The memory was the only thing I have changed, so I am very sure that this was the cause ...
Kai-Heng Feng (kaihengfeng) wrote : | #173 |
Lucas,
Do you still have this issue on mainline kernel?
Lucas Zanella (lucaszanella) wrote : | #174 |
I tried the Ubuntu 19.04 installer and I couldn't even install it because of IO errors. Does the installer of Ubuntu 19.04 uses the new kernel?
Lucas Zanella (lucaszanella) wrote : | #175 |
Hi Kai-Heng Feng, I just installed kernel 5.1.1 and the error still happens
Kai-Heng Feng (kaihengfeng) wrote : | #176 |
WinEunuchs2Unix (ricklee518) wrote : | #177 |
I've been using NVMe M.2 Samsung Pro 960 for 18 months and never had a problem.
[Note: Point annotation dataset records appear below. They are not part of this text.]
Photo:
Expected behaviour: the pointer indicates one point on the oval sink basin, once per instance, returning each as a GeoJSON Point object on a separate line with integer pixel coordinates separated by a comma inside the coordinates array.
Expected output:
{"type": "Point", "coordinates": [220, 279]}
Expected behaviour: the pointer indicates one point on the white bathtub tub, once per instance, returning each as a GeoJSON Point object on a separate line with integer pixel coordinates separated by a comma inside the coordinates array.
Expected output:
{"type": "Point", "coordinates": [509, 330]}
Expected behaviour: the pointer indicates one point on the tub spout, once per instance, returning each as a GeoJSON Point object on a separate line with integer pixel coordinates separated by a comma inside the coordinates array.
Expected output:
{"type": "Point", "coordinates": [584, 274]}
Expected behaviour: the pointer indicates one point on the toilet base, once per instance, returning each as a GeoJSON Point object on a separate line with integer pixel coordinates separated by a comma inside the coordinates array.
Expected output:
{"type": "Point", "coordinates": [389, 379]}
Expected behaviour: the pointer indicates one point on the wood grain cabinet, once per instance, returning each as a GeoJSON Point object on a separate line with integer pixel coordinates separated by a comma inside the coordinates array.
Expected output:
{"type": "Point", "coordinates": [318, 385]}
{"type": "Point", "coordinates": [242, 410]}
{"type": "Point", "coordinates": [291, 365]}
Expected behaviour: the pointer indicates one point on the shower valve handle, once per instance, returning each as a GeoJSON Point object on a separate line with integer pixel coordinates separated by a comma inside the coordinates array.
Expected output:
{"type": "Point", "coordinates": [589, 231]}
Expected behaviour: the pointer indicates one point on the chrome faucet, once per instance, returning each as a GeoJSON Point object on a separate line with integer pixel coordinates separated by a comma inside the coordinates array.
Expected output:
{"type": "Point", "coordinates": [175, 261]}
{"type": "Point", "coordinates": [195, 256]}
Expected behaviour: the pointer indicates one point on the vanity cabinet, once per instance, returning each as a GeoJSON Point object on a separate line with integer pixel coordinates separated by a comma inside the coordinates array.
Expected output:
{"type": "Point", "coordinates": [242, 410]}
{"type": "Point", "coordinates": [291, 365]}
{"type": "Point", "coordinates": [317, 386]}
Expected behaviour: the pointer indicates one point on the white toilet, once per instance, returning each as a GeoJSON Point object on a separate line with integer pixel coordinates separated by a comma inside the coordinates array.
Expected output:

Ubuntu 16.04.6 LTS, Kernel 4.14.114 LTS, Skylake 6700HQ, nVidia 970m
UEFI, GPT, AHCI (Intel Raid off), Secure Boot off
`/etc/fstab`:
UUID=b40b3925-
UUID=D656-F2A8 /boot/efi vfat umask=0077 0 1
UUID=b4512bc6-
`/etc/default/
GRUB_CMDLINE_
I've never had a single fsck error ever. Granted the `grub` boot option `fastboot` means `fsck` is not run on boot but I can check once FS is mounted RW with:
$ sudo fsck -n /dev/nvme0n1p6
fsck from util-linux 2.27.1
e2fsck 1.42.13 (17-May-2015)
Warning! /dev/nvme0n1p6 is mounted.
Warning: skipping journal recovery because doing a read-only filesystem check.
New_Ubuntu_16.04: clean, 712096/2953920 files, 5733245/11829504 blocks
Assuming your `/etc/fstab` is the same, the two important `grub` boot parameters are: `acpiphp.disable=1 pcie_aspm=force`. If memory serves me correct though these were setup for suspend/resume reasons though.
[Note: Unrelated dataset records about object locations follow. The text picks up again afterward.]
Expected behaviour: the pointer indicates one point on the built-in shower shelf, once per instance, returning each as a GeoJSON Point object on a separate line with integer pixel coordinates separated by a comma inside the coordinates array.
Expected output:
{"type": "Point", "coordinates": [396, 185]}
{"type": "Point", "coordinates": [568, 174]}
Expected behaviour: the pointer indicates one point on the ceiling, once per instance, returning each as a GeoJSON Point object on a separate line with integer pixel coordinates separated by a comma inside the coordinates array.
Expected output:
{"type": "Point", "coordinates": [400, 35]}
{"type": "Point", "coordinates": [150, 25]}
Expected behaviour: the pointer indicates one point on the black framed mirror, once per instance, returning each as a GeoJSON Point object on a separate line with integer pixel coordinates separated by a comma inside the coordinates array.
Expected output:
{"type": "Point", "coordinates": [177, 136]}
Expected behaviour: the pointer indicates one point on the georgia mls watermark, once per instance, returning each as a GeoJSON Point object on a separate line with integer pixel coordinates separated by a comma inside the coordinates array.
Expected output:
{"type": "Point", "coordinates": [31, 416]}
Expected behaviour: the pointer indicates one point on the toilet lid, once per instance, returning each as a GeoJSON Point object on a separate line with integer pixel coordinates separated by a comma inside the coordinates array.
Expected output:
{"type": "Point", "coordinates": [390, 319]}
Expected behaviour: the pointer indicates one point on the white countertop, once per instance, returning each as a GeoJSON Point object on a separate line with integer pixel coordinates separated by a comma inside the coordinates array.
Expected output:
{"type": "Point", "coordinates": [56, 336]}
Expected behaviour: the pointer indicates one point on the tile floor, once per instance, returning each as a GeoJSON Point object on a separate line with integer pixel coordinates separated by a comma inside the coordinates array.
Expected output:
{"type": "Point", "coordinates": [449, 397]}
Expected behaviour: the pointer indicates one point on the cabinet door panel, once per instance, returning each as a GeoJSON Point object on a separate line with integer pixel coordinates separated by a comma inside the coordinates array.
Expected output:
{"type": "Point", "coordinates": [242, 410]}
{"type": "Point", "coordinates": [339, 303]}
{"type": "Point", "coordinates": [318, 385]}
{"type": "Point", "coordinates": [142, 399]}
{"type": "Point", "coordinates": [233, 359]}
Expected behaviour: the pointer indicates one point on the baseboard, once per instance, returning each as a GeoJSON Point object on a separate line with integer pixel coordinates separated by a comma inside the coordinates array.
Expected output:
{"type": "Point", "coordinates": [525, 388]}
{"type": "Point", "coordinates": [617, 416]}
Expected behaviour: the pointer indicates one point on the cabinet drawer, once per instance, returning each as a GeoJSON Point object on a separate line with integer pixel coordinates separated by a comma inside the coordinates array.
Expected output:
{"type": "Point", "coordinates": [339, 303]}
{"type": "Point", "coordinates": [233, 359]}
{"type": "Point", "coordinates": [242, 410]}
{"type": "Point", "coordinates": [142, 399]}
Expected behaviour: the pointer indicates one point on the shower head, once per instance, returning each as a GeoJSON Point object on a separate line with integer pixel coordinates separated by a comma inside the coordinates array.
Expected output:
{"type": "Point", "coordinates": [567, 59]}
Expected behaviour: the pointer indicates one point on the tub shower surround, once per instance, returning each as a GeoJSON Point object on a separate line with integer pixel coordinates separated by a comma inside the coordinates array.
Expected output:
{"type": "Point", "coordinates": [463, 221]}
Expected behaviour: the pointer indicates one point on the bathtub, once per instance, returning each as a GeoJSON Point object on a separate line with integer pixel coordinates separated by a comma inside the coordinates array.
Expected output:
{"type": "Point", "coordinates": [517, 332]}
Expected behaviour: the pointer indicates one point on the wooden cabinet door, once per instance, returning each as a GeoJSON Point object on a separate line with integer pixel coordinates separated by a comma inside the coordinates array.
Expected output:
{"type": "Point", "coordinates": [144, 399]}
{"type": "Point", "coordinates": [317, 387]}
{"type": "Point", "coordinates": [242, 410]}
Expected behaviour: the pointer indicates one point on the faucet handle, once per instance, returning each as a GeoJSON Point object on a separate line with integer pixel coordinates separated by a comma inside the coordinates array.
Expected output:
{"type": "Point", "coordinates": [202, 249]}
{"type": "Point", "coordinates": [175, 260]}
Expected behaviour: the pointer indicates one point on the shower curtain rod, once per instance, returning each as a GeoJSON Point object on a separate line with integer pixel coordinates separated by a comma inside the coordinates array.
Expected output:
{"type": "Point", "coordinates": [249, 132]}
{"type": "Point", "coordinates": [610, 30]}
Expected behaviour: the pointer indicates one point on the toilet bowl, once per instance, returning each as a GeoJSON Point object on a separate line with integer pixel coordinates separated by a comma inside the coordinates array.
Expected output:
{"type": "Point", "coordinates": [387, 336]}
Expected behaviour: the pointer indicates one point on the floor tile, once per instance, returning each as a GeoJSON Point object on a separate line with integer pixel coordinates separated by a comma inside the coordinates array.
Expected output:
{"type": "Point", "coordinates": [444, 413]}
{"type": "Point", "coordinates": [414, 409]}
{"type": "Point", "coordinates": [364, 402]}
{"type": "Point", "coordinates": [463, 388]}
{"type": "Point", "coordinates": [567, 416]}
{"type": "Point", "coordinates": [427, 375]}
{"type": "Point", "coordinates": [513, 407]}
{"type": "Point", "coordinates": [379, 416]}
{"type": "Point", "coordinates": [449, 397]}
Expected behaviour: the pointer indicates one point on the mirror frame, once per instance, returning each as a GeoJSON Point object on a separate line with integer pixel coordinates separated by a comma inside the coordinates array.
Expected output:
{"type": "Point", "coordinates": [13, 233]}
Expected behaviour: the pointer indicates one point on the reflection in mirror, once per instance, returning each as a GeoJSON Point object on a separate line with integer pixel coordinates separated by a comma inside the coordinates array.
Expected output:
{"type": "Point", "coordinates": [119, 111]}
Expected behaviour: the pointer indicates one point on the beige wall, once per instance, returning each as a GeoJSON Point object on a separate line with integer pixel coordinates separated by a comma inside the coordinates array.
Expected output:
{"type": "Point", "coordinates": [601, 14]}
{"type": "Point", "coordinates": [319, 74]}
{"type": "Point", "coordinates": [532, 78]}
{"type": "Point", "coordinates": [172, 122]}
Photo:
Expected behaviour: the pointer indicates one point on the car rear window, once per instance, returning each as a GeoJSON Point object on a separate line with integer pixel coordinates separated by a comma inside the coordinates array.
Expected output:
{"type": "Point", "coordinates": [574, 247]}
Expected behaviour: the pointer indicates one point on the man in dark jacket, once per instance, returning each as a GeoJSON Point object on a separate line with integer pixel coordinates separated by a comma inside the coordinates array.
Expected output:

I hope this helps those effected by bug a little but more importantly that people realize the vast majority of NVMe installations work fine in Linux.
Changed in linux (Ubuntu): | |
assignee: | Kai-Heng Feng (kaihengfeng) → nobody |
tags: | added: cscc |
Lucas Zanella (lucaszanella) wrote : | #178 |
Hi, I didn't find the root of the problem, **BUT**...
Using Qubes OS I was able to run for more than 7 days without any problems! It normally would occur in the first hour of usage.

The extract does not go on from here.